McDevitt, who directs the Institute on Race and Justice at Northeastern, said similar studies he has conducted in Rhode Island, Massachusetts, and Seattle have resulted in improved relations between the local police departments and in some of the communities they serve.
Now he has agreed to develop a process for documenting traffic and pedestrian stops in Douglas County, Kansas, to determine if racial profiling exists in the county.
“Police departments can tell you incredible amounts of information about where they make arrests, who they arrest, where they get 911 calls from, but very few police departments collect information on who they conduct traffic stops on,” said McDevitt, who was asked to conduct the study by the Criminal Justice Coordinating Council, a policy advisory group that’s based in Douglas County, Kansas, and comprised of academics, policymakers, law enforcement officers, and community groups. “It hasn’t been data driven the way much of the rest of policing has been done.”
An article in the Lawrence Journal-World, a daily newspaper in Kansas, mentions that the idea for the study was proposed by a former local police chief. The article also cites the disproportionate number of black inmates in the Douglas County Jail.
But McDevitt sees the study as a sign that Douglas County is taking preemptive action on the issue rather than trying to address an existing problem. He’s looking to change the way police departments collect data with the help of his colleagues, Amy Farrell, an associate director of criminology and criminal justice at Northeastern, and Janice Iwama, who graduated from Northeastern in 2016 and now teaches at American University.
The researchers will seek to find whether there are disparities in the racial breakdown of motorist and pedestrian stops in Douglas County, and if so, what’s causing them and whether it is systemic.
“Once you have the data you can say, ‘OK, it’s happening in this section or during this time period of the day,’” McDevitt said. “If you don’t have data, you just have to go by a complaint by a community member and you don’t know if it’s a pattern or one-off.”

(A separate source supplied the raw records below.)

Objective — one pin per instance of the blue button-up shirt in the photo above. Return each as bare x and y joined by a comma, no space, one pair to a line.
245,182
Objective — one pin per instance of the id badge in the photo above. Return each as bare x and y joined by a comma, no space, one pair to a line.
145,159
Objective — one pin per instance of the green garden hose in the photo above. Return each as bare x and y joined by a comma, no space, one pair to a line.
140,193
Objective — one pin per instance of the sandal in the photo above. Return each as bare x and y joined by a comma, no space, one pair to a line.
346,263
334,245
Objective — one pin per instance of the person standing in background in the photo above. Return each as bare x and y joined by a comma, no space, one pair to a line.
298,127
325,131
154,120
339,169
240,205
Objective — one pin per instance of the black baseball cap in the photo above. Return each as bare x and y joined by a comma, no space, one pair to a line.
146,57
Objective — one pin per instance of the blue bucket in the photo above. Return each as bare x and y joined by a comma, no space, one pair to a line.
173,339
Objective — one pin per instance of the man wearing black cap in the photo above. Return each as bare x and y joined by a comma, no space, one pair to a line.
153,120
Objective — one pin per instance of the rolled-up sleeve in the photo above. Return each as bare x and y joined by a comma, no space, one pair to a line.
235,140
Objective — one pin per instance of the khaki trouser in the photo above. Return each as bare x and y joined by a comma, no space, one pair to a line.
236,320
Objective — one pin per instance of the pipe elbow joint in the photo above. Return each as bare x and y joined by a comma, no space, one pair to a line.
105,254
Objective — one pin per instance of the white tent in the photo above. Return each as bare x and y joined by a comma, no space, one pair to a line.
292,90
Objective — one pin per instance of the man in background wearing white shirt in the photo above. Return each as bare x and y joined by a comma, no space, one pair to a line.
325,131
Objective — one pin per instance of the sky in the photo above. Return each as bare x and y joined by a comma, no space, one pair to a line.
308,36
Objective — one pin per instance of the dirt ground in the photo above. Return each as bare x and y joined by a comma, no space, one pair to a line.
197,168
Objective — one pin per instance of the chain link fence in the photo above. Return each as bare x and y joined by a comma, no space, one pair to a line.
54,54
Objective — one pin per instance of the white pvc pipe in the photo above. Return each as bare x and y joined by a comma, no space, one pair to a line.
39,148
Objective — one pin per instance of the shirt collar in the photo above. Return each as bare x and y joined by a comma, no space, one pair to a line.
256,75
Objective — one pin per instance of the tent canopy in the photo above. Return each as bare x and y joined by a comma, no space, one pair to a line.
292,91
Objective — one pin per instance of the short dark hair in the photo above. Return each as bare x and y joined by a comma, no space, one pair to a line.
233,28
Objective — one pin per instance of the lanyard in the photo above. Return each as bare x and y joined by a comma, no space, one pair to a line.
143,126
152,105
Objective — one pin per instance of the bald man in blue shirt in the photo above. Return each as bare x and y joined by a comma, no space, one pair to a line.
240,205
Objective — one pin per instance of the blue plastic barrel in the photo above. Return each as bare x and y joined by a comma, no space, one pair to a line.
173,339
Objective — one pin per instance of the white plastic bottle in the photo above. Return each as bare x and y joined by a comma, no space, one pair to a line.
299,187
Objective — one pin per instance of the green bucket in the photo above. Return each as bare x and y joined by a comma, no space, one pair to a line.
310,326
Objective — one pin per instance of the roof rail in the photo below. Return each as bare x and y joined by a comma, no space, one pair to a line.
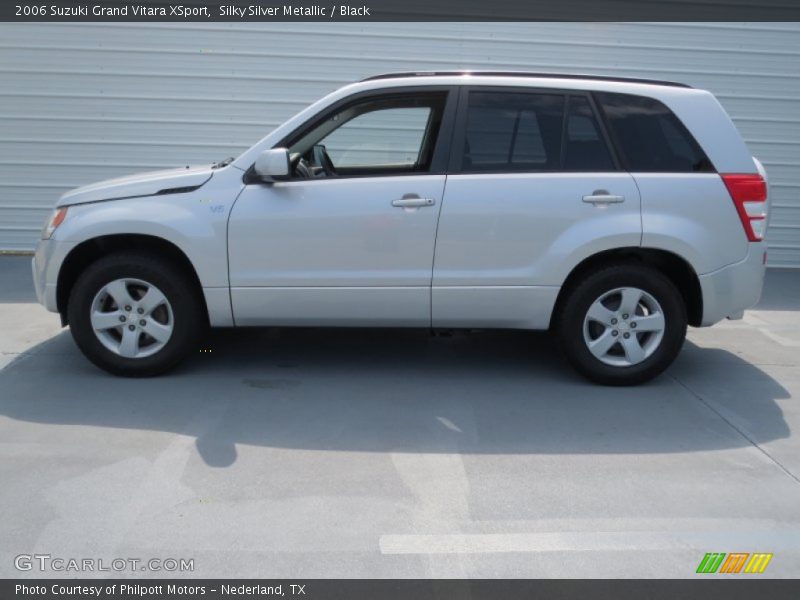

The study launched in late December and will continue for the next two years with funding by Douglas County, the cities of Lawrence, Eudora, and Baldwin City, and the University of Kansas. Once it’s completed, Douglas County law enforcement agencies will have a data collection and analysis program in place for ongoing use.
“Most often these studies are funded through federal grants,” said McDevitt. “This time, the communities came together and said it was so important they’d pay for it themselves, which is pretty interesting and again speaks to why we wanted to work with them.”
Studies such as this one are important, said McDevitt, because they allow law enforcement agencies to monitor whether they’re enforcing the laws disproportionately against one community.
“I think these kinds of efforts by police departments are hugely important and send messages that the police want to get it right, they want to increase trust between the police and their communities,” he said.